WASHINGTON (AP) — As the death of another black man while in police custody sparked ongoing protests in a nearby city, the Senate on Wednesday prepared to discuss more widespread use of police body cameras.
Sen. Tim Scott, R-S.C., called for the body-camera hearings following the fatal shooting in North Charleston of a black man.
“I believe the deployment of body-worn cameras will provide increased protections for both law enforcement and those they serve,” Tim Scott said.
The hearing has not been scheduled. “It’s a great idea and I appreciate Tim for pushing it forward,” said Sen. Lindsey Graham, R-S.C. and chairman of the Judiciary Subcommittee on Crime and Terrorism.
Scott, in a letter to Graham and Judiciary Committee Chairman Chuck Grassley, R-Iowa, called the North Charleston incident “tragic and unnecessary.”
Walter Scott, who was 50 and not related to the senator, was shot in the back and killed by a North Charleston officer on April 4. The shooting was not captured by the officer’s dashboard camera, which shows what appears to be a routine traffic stop until Walter Scott takes off running. But a bystander captured the episode on an iPhone camera, which shows the officer firing eight times at Walter Scott.

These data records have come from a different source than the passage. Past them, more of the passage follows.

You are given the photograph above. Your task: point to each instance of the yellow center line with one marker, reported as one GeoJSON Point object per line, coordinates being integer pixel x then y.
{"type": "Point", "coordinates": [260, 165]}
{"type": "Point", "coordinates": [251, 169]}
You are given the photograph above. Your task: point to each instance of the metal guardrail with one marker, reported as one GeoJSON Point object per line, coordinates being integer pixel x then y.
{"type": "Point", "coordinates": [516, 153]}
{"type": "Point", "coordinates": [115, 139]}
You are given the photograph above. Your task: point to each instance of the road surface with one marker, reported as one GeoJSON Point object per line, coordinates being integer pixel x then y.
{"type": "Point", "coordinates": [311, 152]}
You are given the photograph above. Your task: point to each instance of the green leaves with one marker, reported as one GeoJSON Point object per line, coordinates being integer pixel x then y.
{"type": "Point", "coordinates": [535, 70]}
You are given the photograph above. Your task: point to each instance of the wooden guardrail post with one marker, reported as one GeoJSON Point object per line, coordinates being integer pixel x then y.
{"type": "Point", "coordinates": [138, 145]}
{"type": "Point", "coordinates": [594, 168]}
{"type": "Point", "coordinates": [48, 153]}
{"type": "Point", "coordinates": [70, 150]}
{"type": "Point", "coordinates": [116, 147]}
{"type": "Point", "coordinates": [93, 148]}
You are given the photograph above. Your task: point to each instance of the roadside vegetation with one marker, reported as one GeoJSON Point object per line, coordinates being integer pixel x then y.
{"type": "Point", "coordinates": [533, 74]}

The officer has been fired and arrested.
A few miles from the Capitol, protests continued Wednesday in Baltimore over the death of Freddy Gray, 25, who somehow suffered a fatal spinal-cord injury after being handcuffed and put in the back of a police van. The Justice Department has opened a civil rights investigation into Gray’s death, and six Baltimore police officers have been suspended while the department tries to determine the circumstances of the fatal event.